Je pourrais citer quelques exemples. Ainsi, le titre III du projet de loi, intitulé « Se déplacer », intervient également dans un champ de réglementation susceptible d’évoluer, du fait de la mise en œuvre de la stratégie « Mobilité durable » de la Commission. Cette stratégie prévoit de réduire de 90 % les émissions de gaz à effet de serre dues aux transports d’ici 2050. Le titre III du projet de loi, en proposant une évolution vers des mobilités propres et durables (fin de commercialisation des véhicules neufs émetteurs à l’article 25, taxation du gazole routier à l’article 30 par exemple) adopte des objectifs alignés avec ceux présentés dans la stratégie européenne.

De plus, le titre IV du projet de loi, intitulé « Se loger », s’articule aussi avec les stratégies du Pacte Vert. En effet, la stratégie « Vague de rénovations » de la Commission européenne a non seulement pour objectif de doubler le taux de rénovation des bâtiments résidentiels et non résidentiels dans l’Union Européenne au cours des dix prochaines années, mais aussi de s’assurer que ces rénovations conduisent à une meilleure efficacité énergétique.
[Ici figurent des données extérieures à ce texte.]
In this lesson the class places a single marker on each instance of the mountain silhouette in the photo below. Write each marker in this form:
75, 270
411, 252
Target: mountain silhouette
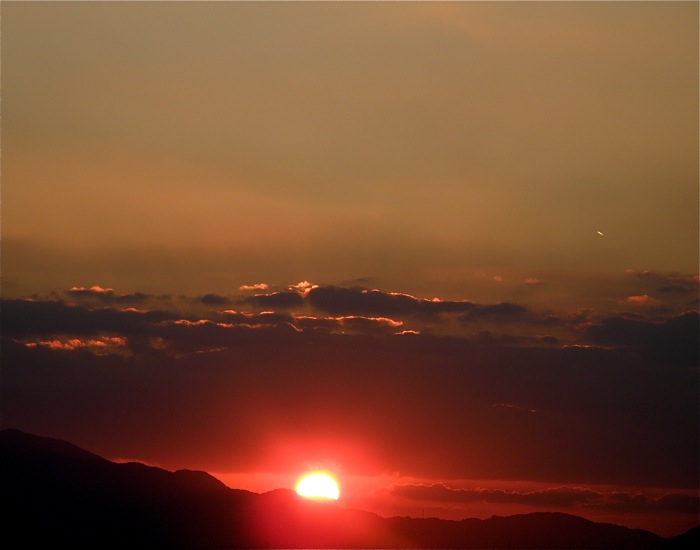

Dans le projet de loi « Climat et résilience », les articles 41 et 42 prévoient l’interdiction de location des passoires thermiques et la création d’un niveau de performance minimal des logements. Ces dispositions doivent ainsi contribuer à l’atteinte des objectifs de cette stratégie.

Le titre V du projet de loi, intitulé « Se nourrir », s’articule également avec la stratégie « De la ferme à la table » de la Commission européenne, qui fixe plusieurs objectifs environnementaux, comme la garantie d’une production alimentaire durable. Ainsi, le projet de loi qui prévoit la taxation des engrais azotés, doit aussi permettre d’atteindre plusieurs objectifs environnementaux afin de garantir une production alimentaire durable.

Ainsi, je crois que le projet de loi permet de respecter un double objectif : respecter la transcription des souhaits des citoyens et dans le même temps anticiper la mise en œuvre du Pacte Vert.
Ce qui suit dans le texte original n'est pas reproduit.